9.13.2005

rice krispies vs. cheerios

They are both equally flavorless cereals, which is partially why I chose them. But there has been something bugging me about rice krispies since the day I realized that Cheerios was just a name on a pedestal, whereas Rice Krispies is the poor man's...well, Cheerios.

First of all, I'll just say that I love Rice Krispies much, much more. They taste better. The rice is better than da oats. Darn right.

Not to say that Rice Krispies doesn't have its bad points. The name, for one, which I've already mentioned. And the fact that when you agree to poor those graind of puffed up rice into your plastic cereal bowls, you therefore agree that you will not eat all of the RK in said bowl.
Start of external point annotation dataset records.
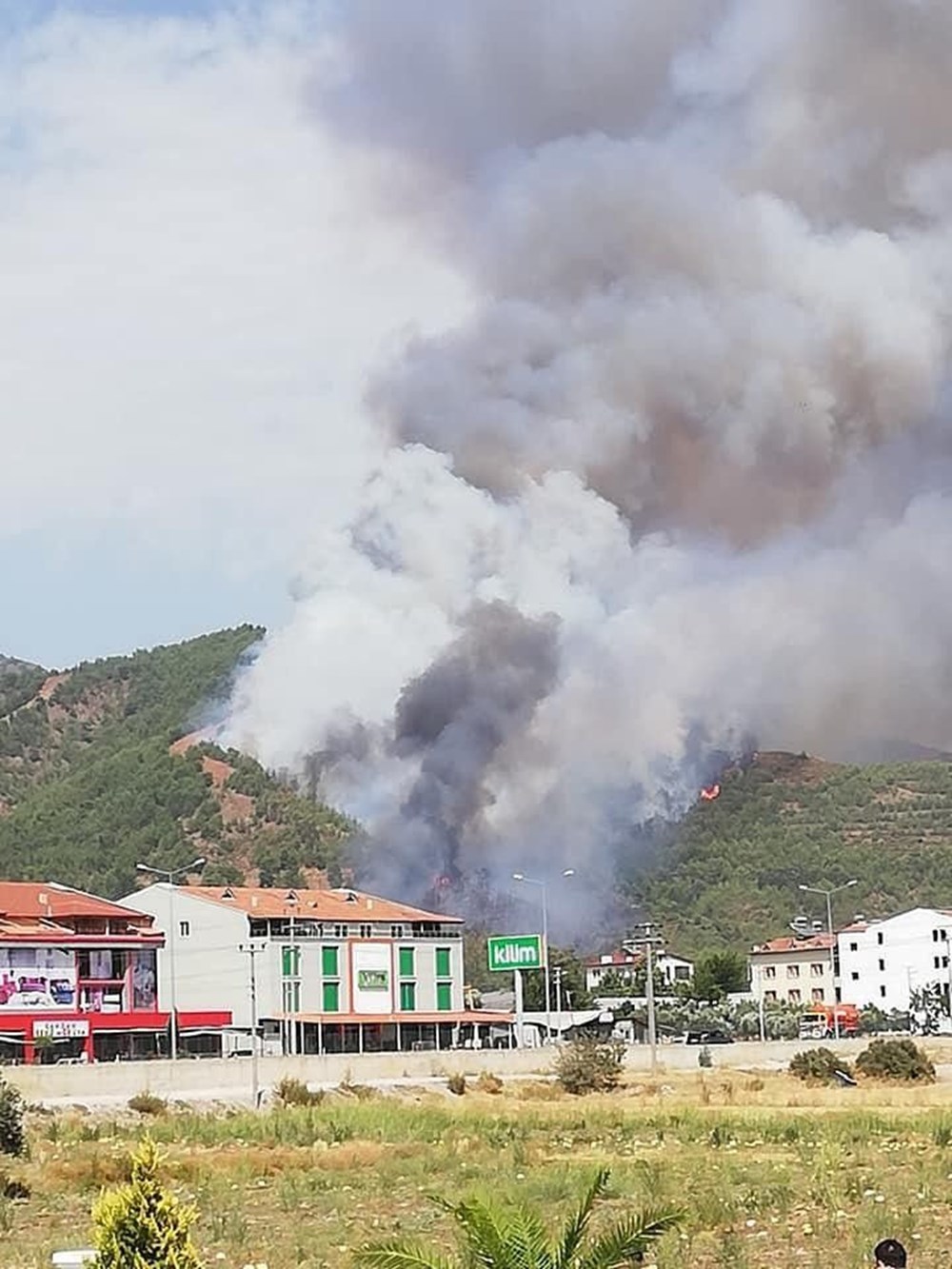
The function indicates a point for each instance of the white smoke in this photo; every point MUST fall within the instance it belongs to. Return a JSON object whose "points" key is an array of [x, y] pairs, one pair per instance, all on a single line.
{"points": [[697, 416]]}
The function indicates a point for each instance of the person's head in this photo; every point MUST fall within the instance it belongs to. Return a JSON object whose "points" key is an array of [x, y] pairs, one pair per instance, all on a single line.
{"points": [[890, 1254]]}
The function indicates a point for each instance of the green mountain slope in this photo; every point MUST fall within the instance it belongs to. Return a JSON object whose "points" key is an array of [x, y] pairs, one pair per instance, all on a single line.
{"points": [[90, 782], [731, 871]]}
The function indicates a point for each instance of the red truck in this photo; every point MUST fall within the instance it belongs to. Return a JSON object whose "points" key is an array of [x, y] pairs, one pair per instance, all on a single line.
{"points": [[818, 1021]]}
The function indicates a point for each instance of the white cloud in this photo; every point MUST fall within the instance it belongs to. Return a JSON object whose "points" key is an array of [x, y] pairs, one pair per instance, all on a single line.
{"points": [[192, 297]]}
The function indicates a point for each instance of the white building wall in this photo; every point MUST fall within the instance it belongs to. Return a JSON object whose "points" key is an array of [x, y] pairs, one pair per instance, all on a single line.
{"points": [[883, 963]]}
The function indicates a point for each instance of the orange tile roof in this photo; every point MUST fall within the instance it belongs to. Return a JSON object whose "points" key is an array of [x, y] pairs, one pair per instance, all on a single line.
{"points": [[320, 905], [788, 943], [49, 900]]}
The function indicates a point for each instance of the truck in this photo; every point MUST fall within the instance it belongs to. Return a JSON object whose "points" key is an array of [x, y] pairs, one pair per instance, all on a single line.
{"points": [[819, 1021]]}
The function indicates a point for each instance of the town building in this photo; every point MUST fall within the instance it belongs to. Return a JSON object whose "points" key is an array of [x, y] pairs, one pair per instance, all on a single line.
{"points": [[794, 970], [883, 962], [78, 978], [624, 966], [330, 970]]}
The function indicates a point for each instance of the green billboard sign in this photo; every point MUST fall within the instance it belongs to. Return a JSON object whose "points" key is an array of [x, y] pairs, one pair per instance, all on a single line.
{"points": [[516, 952]]}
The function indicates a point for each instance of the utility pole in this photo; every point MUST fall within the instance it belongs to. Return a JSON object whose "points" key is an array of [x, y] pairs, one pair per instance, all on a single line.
{"points": [[253, 951], [646, 938]]}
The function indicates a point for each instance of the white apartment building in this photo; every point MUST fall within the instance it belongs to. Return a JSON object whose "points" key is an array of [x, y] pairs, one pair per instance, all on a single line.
{"points": [[334, 970], [794, 970], [626, 964], [883, 962]]}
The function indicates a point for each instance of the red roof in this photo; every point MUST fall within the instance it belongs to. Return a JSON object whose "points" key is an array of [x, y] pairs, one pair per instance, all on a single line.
{"points": [[316, 905], [790, 943], [49, 900]]}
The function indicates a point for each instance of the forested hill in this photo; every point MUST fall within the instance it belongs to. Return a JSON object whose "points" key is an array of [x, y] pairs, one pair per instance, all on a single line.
{"points": [[91, 781], [733, 868]]}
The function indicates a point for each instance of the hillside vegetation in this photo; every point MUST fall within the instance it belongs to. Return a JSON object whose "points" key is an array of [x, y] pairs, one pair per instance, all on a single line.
{"points": [[731, 871], [91, 783]]}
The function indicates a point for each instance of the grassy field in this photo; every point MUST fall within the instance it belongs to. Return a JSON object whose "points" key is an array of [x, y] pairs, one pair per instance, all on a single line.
{"points": [[768, 1172]]}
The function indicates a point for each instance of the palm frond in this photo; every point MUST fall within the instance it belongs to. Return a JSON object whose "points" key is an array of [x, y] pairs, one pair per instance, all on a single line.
{"points": [[626, 1241], [577, 1225], [396, 1254]]}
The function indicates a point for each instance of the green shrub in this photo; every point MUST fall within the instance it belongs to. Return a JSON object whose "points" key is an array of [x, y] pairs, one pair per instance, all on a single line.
{"points": [[148, 1103], [818, 1066], [897, 1060], [13, 1138], [589, 1066], [143, 1223], [295, 1093]]}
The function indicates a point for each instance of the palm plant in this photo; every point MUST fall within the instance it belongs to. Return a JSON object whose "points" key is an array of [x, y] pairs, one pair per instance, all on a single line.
{"points": [[495, 1238]]}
It is impossible, because the little buggers just want to make your life harder by going all around the outer edges of the bowl, taking only one of their friends with them. See, when eating Cheerios, you know that you can eat them all. They aren't little pains in the arses. They are just there. Which makes it that much more pathetic that they are disgusting. It seems akin to, "Sorry, I know you've been waiting patiently in your bedroom for hours for me to show up, but I've found another prom date I like more. You're just nasty, with your greasy nose and fish like eyes."

Which is why I pledge to eat a little more Cheerios in the mornings. Because even though they are the Renee Zellwegger to the RK's Nicole Kidman, they deserve love, too.